Ce
qu'on entend s'égale d'abord presque au silence. Un silence
soudain zébré de vives lacérations. Des silhouettes floues, indécises
se dessinent peu à peu, fines, légères, qui peinent à prendre corps.
Fragments émergés, surgis bruts d'une mémoire fracturée, réminiscences
transpersonnelles qui se jouent des frontières du temps et des corps. Deux
générations de femmes, vies lovées, recueillies les unes dans les
autres. Vies qui résonnent, se répercutent les unes dans les autres.

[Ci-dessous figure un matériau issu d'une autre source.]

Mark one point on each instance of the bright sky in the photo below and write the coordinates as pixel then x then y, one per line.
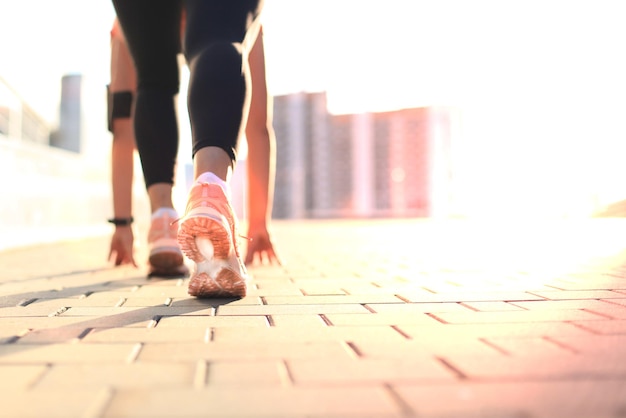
pixel 540 84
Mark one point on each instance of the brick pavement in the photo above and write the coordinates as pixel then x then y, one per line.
pixel 403 318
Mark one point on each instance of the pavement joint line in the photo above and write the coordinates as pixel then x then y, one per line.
pixel 494 346
pixel 399 331
pixel 26 302
pixel 402 298
pixel 58 312
pixel 406 411
pixel 457 372
pixel 134 353
pixel 201 374
pixel 560 344
pixel 435 317
pixel 100 403
pixel 326 321
pixel 468 306
pixel 284 373
pixel 598 313
pixel 353 349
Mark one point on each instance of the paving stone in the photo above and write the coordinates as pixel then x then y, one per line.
pixel 284 334
pixel 295 309
pixel 19 377
pixel 605 327
pixel 258 402
pixel 472 319
pixel 215 350
pixel 54 403
pixel 248 373
pixel 544 399
pixel 144 335
pixel 65 353
pixel 117 376
pixel 328 372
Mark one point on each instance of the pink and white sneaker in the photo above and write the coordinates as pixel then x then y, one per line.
pixel 165 255
pixel 208 235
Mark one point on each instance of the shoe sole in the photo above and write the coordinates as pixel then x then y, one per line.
pixel 226 284
pixel 209 224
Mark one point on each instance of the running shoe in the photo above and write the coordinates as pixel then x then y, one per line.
pixel 208 235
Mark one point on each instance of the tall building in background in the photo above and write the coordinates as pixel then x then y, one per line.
pixel 387 164
pixel 69 134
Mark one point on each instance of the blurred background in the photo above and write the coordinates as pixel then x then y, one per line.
pixel 398 108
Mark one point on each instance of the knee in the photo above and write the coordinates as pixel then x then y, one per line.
pixel 218 54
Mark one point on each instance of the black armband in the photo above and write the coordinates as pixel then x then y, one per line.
pixel 121 221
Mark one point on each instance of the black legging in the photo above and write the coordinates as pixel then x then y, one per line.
pixel 218 86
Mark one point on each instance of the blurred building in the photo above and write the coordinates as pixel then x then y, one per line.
pixel 18 120
pixel 69 134
pixel 386 164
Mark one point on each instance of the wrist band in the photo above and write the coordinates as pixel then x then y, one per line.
pixel 121 221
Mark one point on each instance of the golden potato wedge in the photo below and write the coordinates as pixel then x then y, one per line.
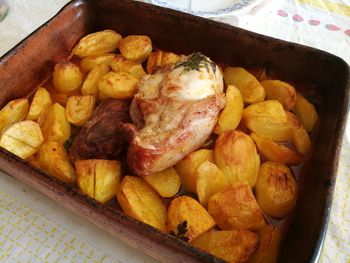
pixel 53 158
pixel 55 126
pixel 232 246
pixel 138 200
pixel 209 180
pixel 268 119
pixel 97 43
pixel 269 241
pixel 306 112
pixel 79 109
pixel 120 64
pixel 276 189
pixel 186 209
pixel 273 151
pixel 251 89
pixel 281 91
pixel 41 102
pixel 67 77
pixel 88 63
pixel 22 138
pixel 160 59
pixel 99 179
pixel 135 47
pixel 231 115
pixel 14 111
pixel 118 85
pixel 187 167
pixel 236 207
pixel 167 182
pixel 236 155
pixel 90 84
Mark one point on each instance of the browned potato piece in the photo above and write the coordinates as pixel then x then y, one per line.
pixel 100 179
pixel 53 158
pixel 187 167
pixel 41 102
pixel 88 63
pixel 231 115
pixel 135 47
pixel 55 126
pixel 268 119
pixel 14 111
pixel 118 85
pixel 79 109
pixel 138 200
pixel 97 43
pixel 90 84
pixel 306 112
pixel 273 151
pixel 236 155
pixel 269 240
pixel 186 209
pixel 209 180
pixel 276 189
pixel 160 59
pixel 120 64
pixel 22 139
pixel 67 77
pixel 236 207
pixel 167 182
pixel 251 89
pixel 281 91
pixel 233 246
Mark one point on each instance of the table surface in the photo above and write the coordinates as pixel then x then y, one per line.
pixel 34 228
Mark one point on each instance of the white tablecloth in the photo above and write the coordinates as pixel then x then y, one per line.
pixel 34 228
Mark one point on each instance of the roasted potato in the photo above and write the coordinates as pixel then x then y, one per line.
pixel 14 111
pixel 268 119
pixel 306 112
pixel 273 151
pixel 236 207
pixel 186 209
pixel 231 115
pixel 90 84
pixel 160 59
pixel 55 126
pixel 88 63
pixel 118 85
pixel 52 158
pixel 22 139
pixel 97 43
pixel 99 179
pixel 40 103
pixel 135 47
pixel 276 189
pixel 251 89
pixel 79 109
pixel 281 91
pixel 138 200
pixel 236 155
pixel 187 167
pixel 233 246
pixel 269 241
pixel 167 182
pixel 120 64
pixel 209 180
pixel 67 77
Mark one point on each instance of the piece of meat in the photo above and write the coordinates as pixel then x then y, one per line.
pixel 105 135
pixel 175 111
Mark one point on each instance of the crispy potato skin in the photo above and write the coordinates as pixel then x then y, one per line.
pixel 236 207
pixel 233 246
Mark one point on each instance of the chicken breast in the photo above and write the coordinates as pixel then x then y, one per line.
pixel 175 111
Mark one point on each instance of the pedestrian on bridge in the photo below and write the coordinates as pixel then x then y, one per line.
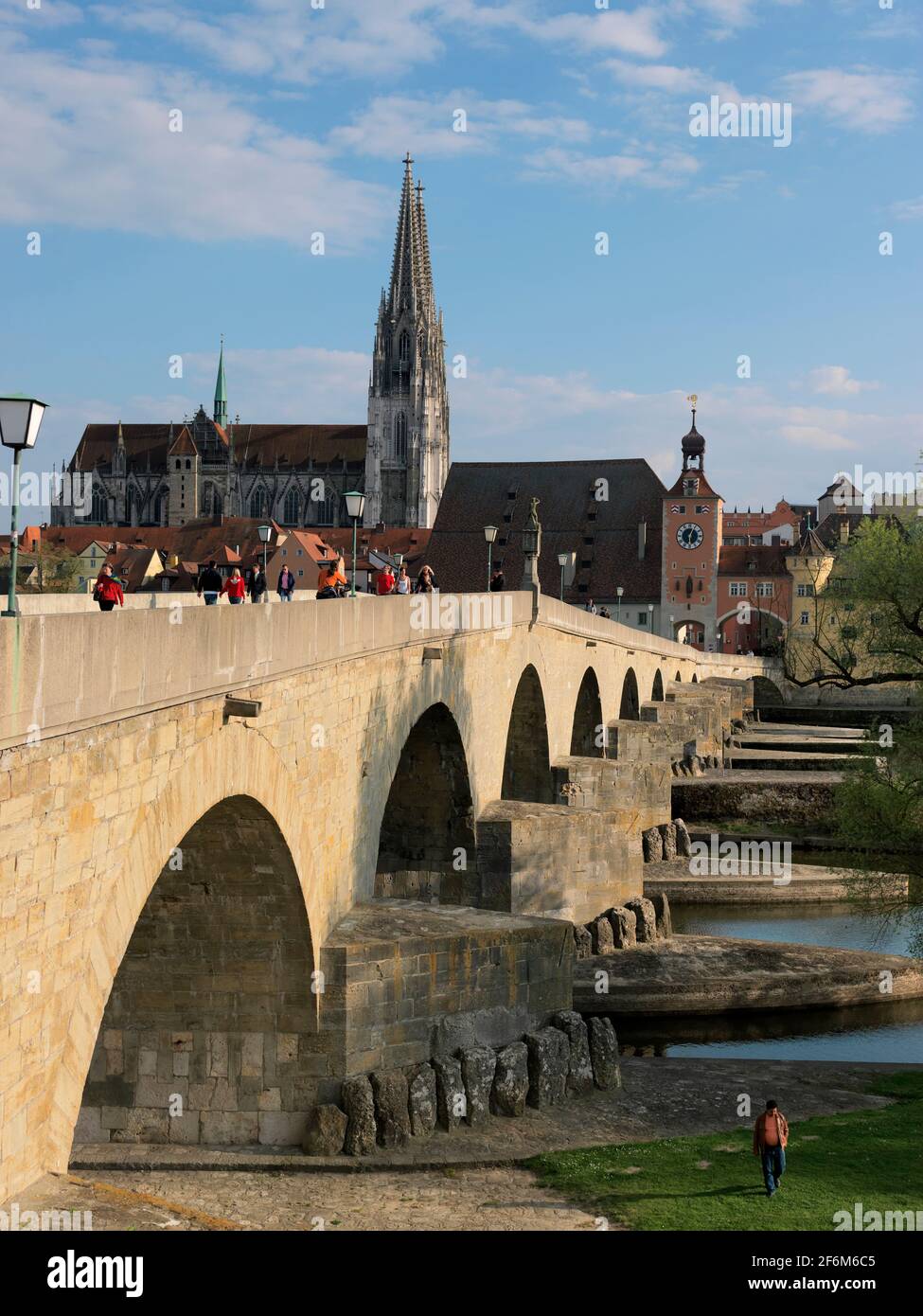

Deux fois deux enfances pétries de cauchemars, les unes directement,
les autres par réfraction. Mona et Luisa, d'abord, en Argentine, Katia
et Lisa ensuite, en France. La
réalité cauchemardesque, diurne des unes, se réverbère dans les
cauchemars nocturnes et les paniques apparamment irraisonnées des
autres. Il y a un entrelacement inextricable entre passé et présent,
entre les générations entrechoquées, femmes et filles soumises à des
chocs d'une violence inouïe, les unes par impact direct, les autres par
effet retour. Il
est question de terreur et de tortures, invasives, qui remontent, comme
des eaux, irrépressibles dans le corps. Le corps des enfants est le
réceptacle, la chambre d'écho impuissante mais sonore des horreurs
subies par les parents. Longtemps pourtant, les petites filles, les
adolescentes ne savent pas pourquoi, ni de quoi elles souffrent. Katia
ignore pourquoi la terreur cogne à ses tempes et dans ses veines de
même que Lisa ne comprend pas pourquoi elle est talonnée par ce besoin
de fuite impérative. Elles
savent uniquement que Mona et Alberto, leurs parents, ont fui
l'Argentine sinistrée pour gagner la France. Mais Mona sait que sa
mémoire défaille, que l'oubli déferlant va bientôt tout recouvrir et
elle se hâte alors, tâchant de transmettre, de verbaliser l'indicible
héritage. C'est
un livre sur les flux aveugles de la mémoire, sur le trajet cellulaire
de la souffrance qui traverse, transperce les parois temporelles et
corporelles. Tout transpire et se communique par capillarité. On
ne peut pas dire que le récit soit elliptique : il est troué de
partout. Ce sont de fines grappes, de minces cordages et colliers de
mots qui émergent de l'abîme, qui encadrent le silence et l'horreur
inscrutables. Les
parents ont été brisés, les filles sont démantelées mais les mots, peu
à peu, pansent et recousent ce qui peut l'être. Ophélie
Jaësan explore, avec une délicatesse et un doigté infinis, ce mystère :
la façon dont la douleur transite de corps en corps, la façon dont les
mots viennent au corps et montent aux lèvres de ceux qui furent si
longtemps bâillonnés. Un
livre précieux. BH
12/09Ophélie
Jaësan évolue sur un fil si ténu que c'est le souffle retenu et parfois
coupé qu'on la suit, qu'on l'accompagne dans la crainte constante
qu'elle ne se brise. Sa voix est murmurée, c'est un chuchotement frêle,
une confidence sectionnée de partout et, en dépit de toute cette
apparente fragilité, la violence amassée entre ces pages est extrême.